Subject characteristics

Forty-eight patients were included in this study. Their demographic characteristics are described in Table 1. The demographic characteristics were not significantly different between groups based on their expected renal capacity.

Table 1.

Characteristics of patients with severe renal impairment, moderate renal impairment and normal renal function

Characteristic Global population (n = 48) Subdivision group as function of glomerular rate filtration
Severe renal impairment (n = 10) Moderate renal impairment (n = 28) Normal renal function (n = 10) Statistical test
GFRa (ml.min−1) 48.36 ± 24.19 [10.77–131.50] 21.83 ± 5.79 [10.77–29.91] 43.89 ± 8.26* [30.21–59.84] 85.20 ± 23.19* [64.34–131.50] c
Age (years)b 83 ± 8 [65–99] 86 ± 8 [76–99] 83 ± 7 [72–97] 78 ± 7 [65–89] c
Weight (kg)b 63 ± 13 [40–100] 59 ± 9 [45–75] 61 ± 13 [40–90] 71 ± 13 [60–100] c
Height (cm)b 161 ± 7 [144–183] 164 ± 3 [160–169] 160 ± 9 [144–183] 164 ± 7 [155–177] c
Body mass index (kg m−2)b 23.9 ± 4.7 [15.6–39.1] 21.9 ± 2.6 [17.6–26.3] 23.8 ± 4.8 [15.6–36.3] 26.3 ± 5.3 [20.5–39.1] c
Haemoglobin (g (100 ml)−1)b 125.3 ± 18.7 [90.0–157.0] 116.6 ± 23.4 [94.0–156.0] 127.5 ± 16.8 [90.0–154.0] 128.2 ± 19.4 [106.0–157.0] c
Fibrinogen (g l−1)b 4.2 ± 1.2 [2.0–6.8] 3.8 ± 1.5 [2.0–5.9] 3.9 ± 1.1 [2.3–6.8] 4.9 ± 0.7 [4.7–6.4] c
Sex ratio (male to female) 0.45 0.66 0.40 0.43 d
a

Glomerular filtration rate (GFR) estimated with Cockroft–Gault formula;

b

mean ± SD [range];

c

comparison between groups using one-way ANOVA followed with Tukey's multiple comparison test (P < 0.05); and

d

comparison between groups using χ2 test.

*

P < 0.05, compared with severe renal impairment;

P < 0.05, compared with moderate renal impairment;

P < 0.05, compared with normal renal function.

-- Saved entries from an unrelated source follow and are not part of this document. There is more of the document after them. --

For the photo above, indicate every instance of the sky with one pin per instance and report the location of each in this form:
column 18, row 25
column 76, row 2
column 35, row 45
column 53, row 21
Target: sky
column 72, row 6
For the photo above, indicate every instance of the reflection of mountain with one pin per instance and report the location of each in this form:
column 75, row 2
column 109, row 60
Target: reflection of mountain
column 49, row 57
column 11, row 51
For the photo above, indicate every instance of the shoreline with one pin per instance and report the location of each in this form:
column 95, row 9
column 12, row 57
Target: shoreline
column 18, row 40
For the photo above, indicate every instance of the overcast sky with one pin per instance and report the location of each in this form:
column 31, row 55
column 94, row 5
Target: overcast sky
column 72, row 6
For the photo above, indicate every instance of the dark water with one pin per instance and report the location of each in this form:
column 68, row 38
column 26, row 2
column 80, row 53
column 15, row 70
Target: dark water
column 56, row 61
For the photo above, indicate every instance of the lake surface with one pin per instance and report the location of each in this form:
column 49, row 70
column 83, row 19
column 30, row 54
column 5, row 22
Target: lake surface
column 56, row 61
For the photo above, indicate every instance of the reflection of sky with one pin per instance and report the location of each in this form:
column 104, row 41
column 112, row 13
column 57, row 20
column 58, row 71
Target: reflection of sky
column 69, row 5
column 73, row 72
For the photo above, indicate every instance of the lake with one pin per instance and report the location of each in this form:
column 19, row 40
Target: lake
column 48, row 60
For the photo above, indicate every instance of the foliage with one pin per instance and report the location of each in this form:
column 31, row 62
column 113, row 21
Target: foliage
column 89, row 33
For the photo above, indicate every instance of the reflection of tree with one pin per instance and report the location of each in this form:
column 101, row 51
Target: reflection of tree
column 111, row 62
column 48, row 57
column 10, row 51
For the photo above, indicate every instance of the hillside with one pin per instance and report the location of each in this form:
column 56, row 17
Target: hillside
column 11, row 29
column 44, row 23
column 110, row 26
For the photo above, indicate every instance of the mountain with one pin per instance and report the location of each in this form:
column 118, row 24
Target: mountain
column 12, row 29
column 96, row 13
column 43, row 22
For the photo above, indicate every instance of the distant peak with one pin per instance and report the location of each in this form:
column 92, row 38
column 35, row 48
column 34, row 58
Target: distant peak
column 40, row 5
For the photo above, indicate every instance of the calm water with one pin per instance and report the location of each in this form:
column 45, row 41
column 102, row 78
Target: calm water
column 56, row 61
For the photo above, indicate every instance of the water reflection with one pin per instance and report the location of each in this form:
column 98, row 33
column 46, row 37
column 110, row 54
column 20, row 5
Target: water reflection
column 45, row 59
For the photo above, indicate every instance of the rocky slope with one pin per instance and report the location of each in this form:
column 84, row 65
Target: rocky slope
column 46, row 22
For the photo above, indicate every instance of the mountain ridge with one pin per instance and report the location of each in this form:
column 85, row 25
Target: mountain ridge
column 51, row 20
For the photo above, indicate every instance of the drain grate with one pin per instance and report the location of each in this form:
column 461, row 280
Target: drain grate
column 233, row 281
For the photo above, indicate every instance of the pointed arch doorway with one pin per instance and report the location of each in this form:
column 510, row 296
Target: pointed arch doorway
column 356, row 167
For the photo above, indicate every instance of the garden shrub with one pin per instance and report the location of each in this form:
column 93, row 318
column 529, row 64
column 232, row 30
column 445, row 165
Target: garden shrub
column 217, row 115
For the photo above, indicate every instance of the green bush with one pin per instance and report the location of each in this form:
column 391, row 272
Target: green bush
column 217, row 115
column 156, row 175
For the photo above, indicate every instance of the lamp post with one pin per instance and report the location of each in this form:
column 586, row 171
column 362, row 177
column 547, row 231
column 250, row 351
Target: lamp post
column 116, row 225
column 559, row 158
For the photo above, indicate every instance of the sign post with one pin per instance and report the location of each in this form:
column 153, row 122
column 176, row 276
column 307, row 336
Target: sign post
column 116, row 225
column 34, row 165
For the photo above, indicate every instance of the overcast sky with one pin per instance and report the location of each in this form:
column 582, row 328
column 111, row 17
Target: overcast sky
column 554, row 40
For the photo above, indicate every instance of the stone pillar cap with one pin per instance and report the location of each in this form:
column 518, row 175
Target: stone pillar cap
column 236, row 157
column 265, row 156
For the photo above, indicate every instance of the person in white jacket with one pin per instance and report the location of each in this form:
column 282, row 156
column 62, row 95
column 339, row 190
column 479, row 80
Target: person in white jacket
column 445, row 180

Nefopam pharmacokinetic model

A two-compartment open model, parameterized with clearances (total CLnef and intercompartmental Qnef) and volumes (central V1nef and peripheral V2nef), with zero-order input, best described the pharmacokinetics of nefopam (Figure 1). The BSV was described by exponential terms and residual variability by a combined additive (a = 1.33 μg l−1) and proportional (coefficient = 0.228) error model. Values (estimated mean ± SEM) of CLnef, V1nef, Qnef and V2nef were, respectively, 17.3 ± 1.9 l h−1 (BSV 53 ± 9%), 114 ± 21 l (BSV 121 ± 21%), 80.7 ± 15.0 l h−1 (BSV 79 ± 17%) and 208 ± 31 l (BSV 64 ± 15%). The correlation between observed and predicted concentrations (derived from EBE) of nefopam was evaluated (P < 0.0001, Spearman r = 0.95; Figure 2).

Figure 2.

Figure 2

Goodness-of-fit plots. (A) Observed (Obs) nefopam concentrations vs. individual-predicted (Ind.pred) nefopam concentrations. (B) Observed (Obs) desmethyl-nefopam concentrations vs. individual-predicted (Ind.pred) desmethyl-nefopam concentrations. Prediction-corrected visual predictive check (PC-VPC) for nefopam concentrations (C) and desmethyl-nefopam concentrations (D). The green lines show the 5th, 50th and 95th percentiles of observed data; the areas represent the 90% confidence interval around the simulated percentiles

None of the covariates met the predefined inclusion criteria; however, GFRio with values ≤30 ml min−1 was correlated with CLnef (P < 0.05, Spearman test). Patients with GFRio >30 ml min−1 had higher CLnef and lower area under the curve for nefopam (AUCnef0→∞) than patients with GFRio <30 ml min−1 (P < 0.05; Table 2). The values of Cmax and RCmax for nefopam did not differ between patients with GFRio >30 ml min−1 and patients with GFRio <30 ml min−1 (Table 2).

Table 2.

Individual pharmacokinetic parameters of patients with severe renal impairment (GFRio ≤ 30 ml min−1) or without severe renal impairment

Severe renal impairment (n = 10) Without severe renal impairment (n = 38)
Nefopam
Clearance (l h−1) 13.04 ± 1.45 [8.92–13.50] 24.61 ± 13.43* [10.44–66.91]
Cmax (μg l−1) 156.2 ± 122.4 [52.9–477.4] 148.2 ± 131.8 [19.2–512.8]
RCmax (μg l−1) h−1) 315.10 ± 264.40 [103.90–1037.00] 290.70 ± 268.30 [37.73–1037.00]
AUC0→∞ (μg l−1 h) 1617.0 ± 367.3 [1087.0–2585.0] 1184 ± 540.6* [382.5–3620]
Desmethyl-nefopam
Clearance (l h−1) 16.82 ± 8.82 [2.92–28.93] 17.92 ± 14.88 [3.34–90.46]
Cmax (μg l−1) 7.0 ± 6.1 [1.2–23.0] 4.9 ± 3.2 [1.3–12.6]
RCmax (μg l−1) h−1) 0.67 ± 0.83 [0.05–2.95] 1.15 ± 1.16 [0.09–4.87]
AUC0→∞ (μg l−1 h) 141.7 ± 127.0 [25.8–470.5] 95.1 ± 67.1 [12.0–281.5]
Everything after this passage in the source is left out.